The truth was, they had done exceedingly well. Aside from what the higher powers had made,
Stener's new house, his lots, his bank-account, his good clothes, and his changed and
comfortable sense of life were largely due to Cowperwood's successful manipulation of these
city-loan certificates. Already there had been four issues of two hundred thousand dollars each.
Cowperwood had bought and sold nearly three million dollars' worth of these certificates, acting
one time as a "bull" and another as a "bear." Stener was now worth all of one hundred and fifty
thousand dollars.
"There's a line that I know of here in the city which could be made into a splendidly paying
property," continued Cowperwood, meditatively, "if the right things could be done with it. Just
like this North Pennsylvania line, it isn't long enough. The territory it serves isn't big enough. It
ought to be extended; but if you and I could get it, it might eventually be worked with this North
Pennsylvania Company or some other as one company. That would save officers and offices
and a lot of things. There is always money to be made out of a larger purchasing power."
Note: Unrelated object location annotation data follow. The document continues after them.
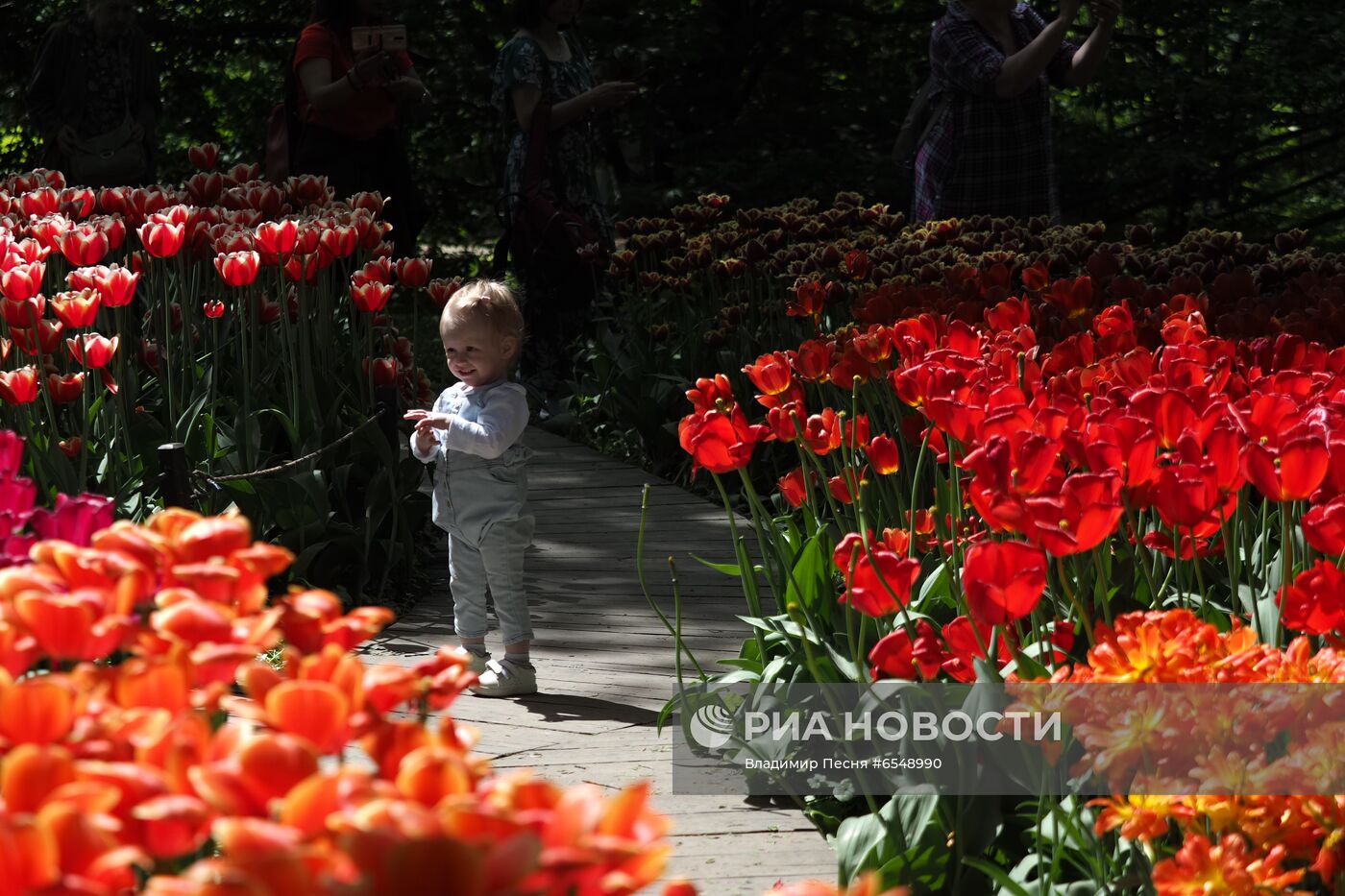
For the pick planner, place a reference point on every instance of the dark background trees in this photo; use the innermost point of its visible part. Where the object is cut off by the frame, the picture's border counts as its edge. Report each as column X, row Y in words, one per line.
column 1221, row 114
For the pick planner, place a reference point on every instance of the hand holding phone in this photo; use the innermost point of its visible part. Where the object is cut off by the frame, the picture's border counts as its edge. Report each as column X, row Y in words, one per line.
column 390, row 37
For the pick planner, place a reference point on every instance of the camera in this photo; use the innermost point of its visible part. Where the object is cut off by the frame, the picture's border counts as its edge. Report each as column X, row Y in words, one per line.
column 386, row 37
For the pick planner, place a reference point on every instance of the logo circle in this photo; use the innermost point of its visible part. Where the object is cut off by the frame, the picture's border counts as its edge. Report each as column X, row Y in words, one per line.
column 710, row 725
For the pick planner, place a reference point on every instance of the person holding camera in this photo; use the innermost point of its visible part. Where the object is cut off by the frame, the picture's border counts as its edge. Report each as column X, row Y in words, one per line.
column 350, row 98
column 990, row 151
column 94, row 97
column 544, row 62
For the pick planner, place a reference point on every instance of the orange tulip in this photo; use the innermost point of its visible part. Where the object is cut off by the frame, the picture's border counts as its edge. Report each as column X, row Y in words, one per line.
column 272, row 764
column 37, row 711
column 269, row 853
column 163, row 682
column 73, row 626
column 387, row 688
column 316, row 711
column 31, row 774
column 174, row 825
column 211, row 537
column 311, row 802
column 29, row 858
column 432, row 772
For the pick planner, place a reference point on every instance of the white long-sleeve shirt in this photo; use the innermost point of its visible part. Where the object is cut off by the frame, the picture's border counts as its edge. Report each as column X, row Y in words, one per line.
column 480, row 478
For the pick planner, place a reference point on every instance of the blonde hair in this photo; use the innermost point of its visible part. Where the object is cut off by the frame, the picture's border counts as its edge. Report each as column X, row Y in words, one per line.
column 488, row 302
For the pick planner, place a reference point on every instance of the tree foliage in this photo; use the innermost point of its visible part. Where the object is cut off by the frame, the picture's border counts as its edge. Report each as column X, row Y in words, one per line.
column 1223, row 114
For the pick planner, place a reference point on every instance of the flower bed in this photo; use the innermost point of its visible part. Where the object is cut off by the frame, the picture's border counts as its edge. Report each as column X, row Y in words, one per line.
column 710, row 288
column 1008, row 469
column 241, row 318
column 131, row 763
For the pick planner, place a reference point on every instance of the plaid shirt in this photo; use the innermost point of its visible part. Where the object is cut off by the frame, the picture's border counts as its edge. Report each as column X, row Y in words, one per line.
column 989, row 154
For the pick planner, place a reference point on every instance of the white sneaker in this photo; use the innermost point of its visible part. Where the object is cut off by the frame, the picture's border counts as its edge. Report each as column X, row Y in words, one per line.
column 475, row 662
column 506, row 680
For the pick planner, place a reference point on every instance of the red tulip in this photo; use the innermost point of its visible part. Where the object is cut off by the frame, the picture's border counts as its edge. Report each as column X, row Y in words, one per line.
column 206, row 187
column 1324, row 527
column 1290, row 473
column 93, row 350
column 377, row 271
column 1186, row 494
column 24, row 312
column 846, row 486
column 302, row 267
column 238, row 268
column 770, row 373
column 712, row 395
column 64, row 389
column 1315, row 601
column 117, row 287
column 877, row 587
column 339, row 242
column 370, row 296
column 163, row 240
column 150, row 354
column 47, row 338
column 22, row 282
column 19, row 386
column 114, row 229
column 84, row 247
column 37, row 204
column 385, row 370
column 794, row 487
column 1004, row 580
column 720, row 442
column 896, row 657
column 1083, row 516
column 278, row 237
column 884, row 456
column 77, row 309
column 440, row 291
column 204, row 157
column 413, row 272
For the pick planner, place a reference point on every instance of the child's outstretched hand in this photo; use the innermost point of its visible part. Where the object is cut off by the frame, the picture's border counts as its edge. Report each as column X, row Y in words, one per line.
column 427, row 420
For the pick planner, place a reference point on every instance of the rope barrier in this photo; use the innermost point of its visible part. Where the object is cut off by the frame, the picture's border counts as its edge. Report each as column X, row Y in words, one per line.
column 289, row 465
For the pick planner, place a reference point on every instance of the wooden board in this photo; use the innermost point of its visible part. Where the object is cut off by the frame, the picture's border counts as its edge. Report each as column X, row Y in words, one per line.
column 605, row 661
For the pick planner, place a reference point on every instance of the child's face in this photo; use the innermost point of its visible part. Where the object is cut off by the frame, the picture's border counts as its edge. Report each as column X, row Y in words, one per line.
column 477, row 354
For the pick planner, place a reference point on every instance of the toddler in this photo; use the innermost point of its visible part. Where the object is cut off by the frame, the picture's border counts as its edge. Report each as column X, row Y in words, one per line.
column 480, row 482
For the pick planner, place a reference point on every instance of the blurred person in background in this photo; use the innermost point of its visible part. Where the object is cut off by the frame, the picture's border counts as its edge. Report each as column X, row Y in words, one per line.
column 94, row 97
column 991, row 153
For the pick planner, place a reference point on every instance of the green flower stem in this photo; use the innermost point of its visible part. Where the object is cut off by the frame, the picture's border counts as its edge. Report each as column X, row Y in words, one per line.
column 744, row 567
column 1136, row 550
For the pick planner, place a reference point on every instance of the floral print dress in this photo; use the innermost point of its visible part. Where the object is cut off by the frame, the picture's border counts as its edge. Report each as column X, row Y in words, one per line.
column 574, row 154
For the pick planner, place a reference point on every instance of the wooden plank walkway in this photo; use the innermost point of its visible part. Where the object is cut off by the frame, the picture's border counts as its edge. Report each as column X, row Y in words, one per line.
column 605, row 662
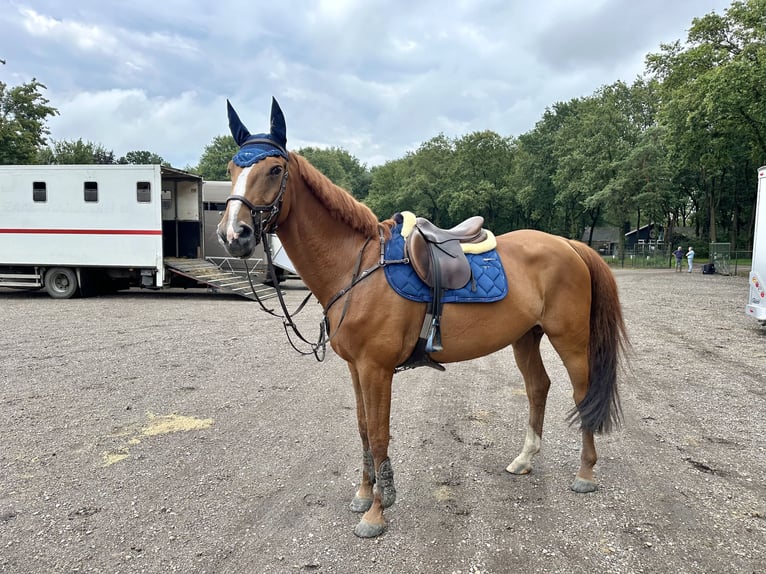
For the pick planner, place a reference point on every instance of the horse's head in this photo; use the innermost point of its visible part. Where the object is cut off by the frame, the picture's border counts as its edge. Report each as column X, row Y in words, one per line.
column 258, row 176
He paused and looked out the window of his handsome little hardwood office, speculating upon
the future. The window gave nowhere save into a back yard behind another office building
which had formerly been a residence. Some grass grew feebly there. The red wall and old-
fashioned brick fence which divided it from the next lot reminded him somehow of his old home
in New Market Street, to which his Uncle Seneca used to come as a Cuban trader followed by
his black Portuguese servitor. He could see him now as he sat here looking at the yard.
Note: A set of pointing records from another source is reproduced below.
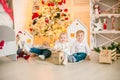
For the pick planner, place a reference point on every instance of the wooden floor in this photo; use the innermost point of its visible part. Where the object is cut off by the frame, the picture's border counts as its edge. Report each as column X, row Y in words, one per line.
column 42, row 70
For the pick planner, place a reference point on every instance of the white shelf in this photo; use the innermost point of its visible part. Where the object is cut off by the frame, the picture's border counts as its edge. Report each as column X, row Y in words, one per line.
column 105, row 37
column 105, row 15
column 106, row 31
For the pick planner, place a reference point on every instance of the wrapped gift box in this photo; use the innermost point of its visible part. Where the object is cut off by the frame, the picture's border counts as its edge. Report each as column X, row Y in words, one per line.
column 107, row 56
column 56, row 57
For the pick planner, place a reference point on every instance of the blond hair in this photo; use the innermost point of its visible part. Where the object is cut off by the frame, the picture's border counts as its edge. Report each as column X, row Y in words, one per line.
column 79, row 31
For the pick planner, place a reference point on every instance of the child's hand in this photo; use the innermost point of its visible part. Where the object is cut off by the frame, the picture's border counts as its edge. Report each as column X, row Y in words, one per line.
column 88, row 58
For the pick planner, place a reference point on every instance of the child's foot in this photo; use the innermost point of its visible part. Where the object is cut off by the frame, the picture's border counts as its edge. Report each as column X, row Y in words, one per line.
column 42, row 57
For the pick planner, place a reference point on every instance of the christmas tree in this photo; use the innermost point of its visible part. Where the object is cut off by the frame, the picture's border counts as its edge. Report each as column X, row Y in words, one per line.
column 49, row 19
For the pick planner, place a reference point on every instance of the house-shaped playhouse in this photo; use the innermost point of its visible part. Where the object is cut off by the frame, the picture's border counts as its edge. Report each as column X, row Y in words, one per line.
column 75, row 26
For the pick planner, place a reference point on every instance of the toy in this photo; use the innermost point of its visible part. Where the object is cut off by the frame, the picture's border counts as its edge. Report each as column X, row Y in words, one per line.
column 105, row 24
column 97, row 9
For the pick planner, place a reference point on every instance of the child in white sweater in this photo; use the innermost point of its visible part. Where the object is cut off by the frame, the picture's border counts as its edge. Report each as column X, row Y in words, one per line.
column 62, row 44
column 80, row 49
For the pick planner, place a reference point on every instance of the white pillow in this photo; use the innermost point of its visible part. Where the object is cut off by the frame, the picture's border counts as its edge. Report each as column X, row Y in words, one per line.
column 1, row 8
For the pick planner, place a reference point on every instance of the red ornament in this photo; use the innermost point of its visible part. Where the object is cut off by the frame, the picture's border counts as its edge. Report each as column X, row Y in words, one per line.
column 65, row 10
column 43, row 2
column 59, row 3
column 46, row 20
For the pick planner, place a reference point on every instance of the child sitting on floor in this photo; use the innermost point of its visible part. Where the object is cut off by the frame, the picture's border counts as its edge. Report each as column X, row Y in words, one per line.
column 80, row 49
column 63, row 45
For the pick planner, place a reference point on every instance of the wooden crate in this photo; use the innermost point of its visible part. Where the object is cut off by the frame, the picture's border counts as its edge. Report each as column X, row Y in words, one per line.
column 56, row 57
column 107, row 56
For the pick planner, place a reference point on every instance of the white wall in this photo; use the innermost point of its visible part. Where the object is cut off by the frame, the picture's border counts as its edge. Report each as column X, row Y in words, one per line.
column 22, row 13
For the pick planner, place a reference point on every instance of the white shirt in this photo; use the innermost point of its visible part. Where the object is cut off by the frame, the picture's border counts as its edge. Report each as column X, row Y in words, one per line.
column 80, row 47
column 63, row 47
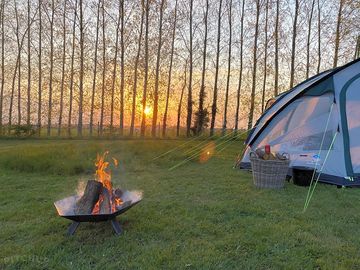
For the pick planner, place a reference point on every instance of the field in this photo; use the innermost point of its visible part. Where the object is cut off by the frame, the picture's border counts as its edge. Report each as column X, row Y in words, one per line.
column 198, row 216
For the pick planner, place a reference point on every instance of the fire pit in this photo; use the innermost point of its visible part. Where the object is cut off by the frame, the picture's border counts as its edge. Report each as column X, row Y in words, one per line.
column 98, row 201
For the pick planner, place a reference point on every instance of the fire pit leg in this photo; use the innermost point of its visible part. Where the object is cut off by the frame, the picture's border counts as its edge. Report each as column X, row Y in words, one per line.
column 116, row 226
column 72, row 228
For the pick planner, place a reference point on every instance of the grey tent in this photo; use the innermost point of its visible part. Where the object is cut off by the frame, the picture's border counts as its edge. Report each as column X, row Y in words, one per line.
column 318, row 124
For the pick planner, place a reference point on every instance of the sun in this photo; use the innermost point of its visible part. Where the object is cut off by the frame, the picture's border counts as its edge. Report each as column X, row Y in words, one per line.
column 147, row 110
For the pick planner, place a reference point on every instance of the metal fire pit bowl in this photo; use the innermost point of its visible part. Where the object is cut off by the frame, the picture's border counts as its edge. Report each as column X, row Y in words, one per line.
column 66, row 208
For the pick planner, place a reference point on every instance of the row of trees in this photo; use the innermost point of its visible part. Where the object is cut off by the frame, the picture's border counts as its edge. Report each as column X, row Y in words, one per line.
column 132, row 64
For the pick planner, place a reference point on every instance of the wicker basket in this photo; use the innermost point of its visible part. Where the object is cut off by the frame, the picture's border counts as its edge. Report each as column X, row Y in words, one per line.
column 269, row 173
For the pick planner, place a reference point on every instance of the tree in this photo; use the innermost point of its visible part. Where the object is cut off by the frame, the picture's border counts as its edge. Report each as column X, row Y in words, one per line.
column 337, row 35
column 276, row 75
column 146, row 67
column 265, row 56
column 241, row 66
column 2, row 14
column 72, row 69
column 104, row 69
column 133, row 111
column 157, row 72
column 170, row 70
column 252, row 102
column 308, row 39
column 51, row 65
column 201, row 111
column 62, row 71
column 229, row 70
column 81, row 79
column 293, row 46
column 214, row 104
column 189, row 103
column 115, row 66
column 95, row 68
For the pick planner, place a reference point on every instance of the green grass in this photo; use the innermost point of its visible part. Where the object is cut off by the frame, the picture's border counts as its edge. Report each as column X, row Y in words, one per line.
column 199, row 216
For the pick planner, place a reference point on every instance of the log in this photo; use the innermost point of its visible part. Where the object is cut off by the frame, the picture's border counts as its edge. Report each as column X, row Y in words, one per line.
column 85, row 205
column 105, row 204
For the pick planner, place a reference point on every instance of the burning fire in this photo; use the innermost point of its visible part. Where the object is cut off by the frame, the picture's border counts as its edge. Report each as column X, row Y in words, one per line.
column 103, row 175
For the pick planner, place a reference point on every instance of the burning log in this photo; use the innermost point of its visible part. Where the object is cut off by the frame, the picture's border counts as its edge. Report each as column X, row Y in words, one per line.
column 86, row 203
column 105, row 203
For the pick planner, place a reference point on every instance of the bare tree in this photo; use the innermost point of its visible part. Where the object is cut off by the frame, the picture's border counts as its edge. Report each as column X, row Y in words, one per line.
column 2, row 13
column 189, row 103
column 293, row 46
column 276, row 75
column 337, row 36
column 201, row 112
column 146, row 67
column 157, row 72
column 241, row 66
column 122, row 65
column 62, row 71
column 115, row 67
column 214, row 105
column 81, row 79
column 319, row 36
column 308, row 39
column 40, row 68
column 51, row 65
column 252, row 102
column 72, row 69
column 104, row 69
column 95, row 69
column 265, row 56
column 229, row 70
column 180, row 101
column 170, row 70
column 133, row 111
column 29, row 67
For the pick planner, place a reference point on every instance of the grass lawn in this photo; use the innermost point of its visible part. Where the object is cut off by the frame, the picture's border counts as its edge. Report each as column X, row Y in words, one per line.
column 198, row 216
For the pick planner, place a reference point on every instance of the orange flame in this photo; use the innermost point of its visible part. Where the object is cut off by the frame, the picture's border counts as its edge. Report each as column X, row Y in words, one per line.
column 103, row 175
"Well," asked Stener, ambitiously, taking the bait, "why don't we get hold of that--you and me? I
suppose I could fix it so far as the money is concerned. How much would it take?"
Cowperwood smiled inwardly again.
"I don't know exactly," he said, after a time. "I want to look into it more carefully. The one trouble
is that I'm carrying a good deal of the city's money as it is. You see, I have that two hundred
thousand dollars against your city-loan deals. And this new scheme will take two or three
hundred thousand more. If that were out of the way--"
He was thinking of one of the inexplicable stock panics--those strange American depressions
which had so much to do with the temperament of the people, and so little to do with the basic
conditions of the country. "If this North Pennsylvania deal were through and done with--"
He rubbed his chin and pulled at his handsome silky mustache.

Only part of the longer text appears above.